# NT Kernel System



## AkA-NeMo (Dec 6, 2007)

Hey I use Symantec Enpoint Protection and I just got a Network Threat Protection warning saying that NT Kernel System has changed since the last time I used it and it is asking me whether or not I want to allow it access to the network. Was wondering if anyone can help me.
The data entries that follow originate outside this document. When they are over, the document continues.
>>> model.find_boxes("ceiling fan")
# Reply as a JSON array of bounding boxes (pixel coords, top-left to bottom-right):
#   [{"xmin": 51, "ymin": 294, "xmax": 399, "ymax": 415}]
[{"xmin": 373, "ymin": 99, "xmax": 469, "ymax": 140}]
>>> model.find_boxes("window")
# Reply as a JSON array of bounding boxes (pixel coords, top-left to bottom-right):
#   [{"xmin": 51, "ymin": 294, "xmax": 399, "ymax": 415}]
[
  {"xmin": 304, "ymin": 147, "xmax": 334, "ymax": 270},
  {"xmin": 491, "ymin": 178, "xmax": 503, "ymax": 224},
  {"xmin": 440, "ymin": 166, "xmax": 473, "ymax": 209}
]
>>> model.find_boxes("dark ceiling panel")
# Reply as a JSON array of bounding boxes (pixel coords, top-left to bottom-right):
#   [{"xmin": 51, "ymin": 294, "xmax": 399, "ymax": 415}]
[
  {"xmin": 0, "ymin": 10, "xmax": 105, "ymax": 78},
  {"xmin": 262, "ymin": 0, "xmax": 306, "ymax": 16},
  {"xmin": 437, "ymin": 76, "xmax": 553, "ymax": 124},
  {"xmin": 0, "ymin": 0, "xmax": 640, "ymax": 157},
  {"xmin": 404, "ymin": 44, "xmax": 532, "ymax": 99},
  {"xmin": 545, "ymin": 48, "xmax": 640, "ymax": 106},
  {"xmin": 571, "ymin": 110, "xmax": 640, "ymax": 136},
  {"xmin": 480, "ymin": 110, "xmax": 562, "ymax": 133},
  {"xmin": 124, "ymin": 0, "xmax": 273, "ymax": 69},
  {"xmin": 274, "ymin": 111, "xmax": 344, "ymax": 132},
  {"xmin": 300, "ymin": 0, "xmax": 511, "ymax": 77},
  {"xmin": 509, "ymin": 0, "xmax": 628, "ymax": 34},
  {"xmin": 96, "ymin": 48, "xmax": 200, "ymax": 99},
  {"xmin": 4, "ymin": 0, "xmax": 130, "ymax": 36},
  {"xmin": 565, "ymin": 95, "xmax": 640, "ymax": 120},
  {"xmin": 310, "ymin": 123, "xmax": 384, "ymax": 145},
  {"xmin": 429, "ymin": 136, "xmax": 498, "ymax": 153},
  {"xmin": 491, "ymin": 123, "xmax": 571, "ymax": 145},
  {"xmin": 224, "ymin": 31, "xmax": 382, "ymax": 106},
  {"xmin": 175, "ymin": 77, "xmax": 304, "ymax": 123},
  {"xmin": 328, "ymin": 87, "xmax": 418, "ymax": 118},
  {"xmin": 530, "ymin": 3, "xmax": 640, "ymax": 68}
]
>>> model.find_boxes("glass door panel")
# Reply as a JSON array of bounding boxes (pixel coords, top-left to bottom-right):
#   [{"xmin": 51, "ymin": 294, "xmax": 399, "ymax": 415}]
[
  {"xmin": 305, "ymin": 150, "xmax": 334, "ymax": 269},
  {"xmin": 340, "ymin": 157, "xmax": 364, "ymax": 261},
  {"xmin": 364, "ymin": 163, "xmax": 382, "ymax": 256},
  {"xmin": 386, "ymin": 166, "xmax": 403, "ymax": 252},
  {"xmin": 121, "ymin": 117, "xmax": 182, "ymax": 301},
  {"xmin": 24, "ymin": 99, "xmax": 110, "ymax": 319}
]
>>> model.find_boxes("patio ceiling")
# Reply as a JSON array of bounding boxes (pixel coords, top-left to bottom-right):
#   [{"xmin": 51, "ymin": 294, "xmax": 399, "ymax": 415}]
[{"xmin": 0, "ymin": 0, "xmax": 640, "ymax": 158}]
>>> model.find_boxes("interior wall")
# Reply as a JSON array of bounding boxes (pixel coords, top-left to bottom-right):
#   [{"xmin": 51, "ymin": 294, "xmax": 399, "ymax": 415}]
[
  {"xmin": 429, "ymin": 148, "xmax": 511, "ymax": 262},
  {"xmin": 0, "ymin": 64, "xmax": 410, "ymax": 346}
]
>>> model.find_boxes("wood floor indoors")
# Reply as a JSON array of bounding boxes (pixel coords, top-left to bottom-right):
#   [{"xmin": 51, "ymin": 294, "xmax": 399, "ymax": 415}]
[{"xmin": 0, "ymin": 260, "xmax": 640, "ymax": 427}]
Here are the details about the warning:

The executable has changed since the last time you used C:\WINDOWS\system32\ntoskrnl.exe
File Version: 5.1.2600.5657
File Description: NT Kernel & System
File Path: C:\WINDOWS\system32\ntoskrnl.exe
Digital Signature: 
Process ID: 0x4 (Hexadecimal) 4 (Decimal)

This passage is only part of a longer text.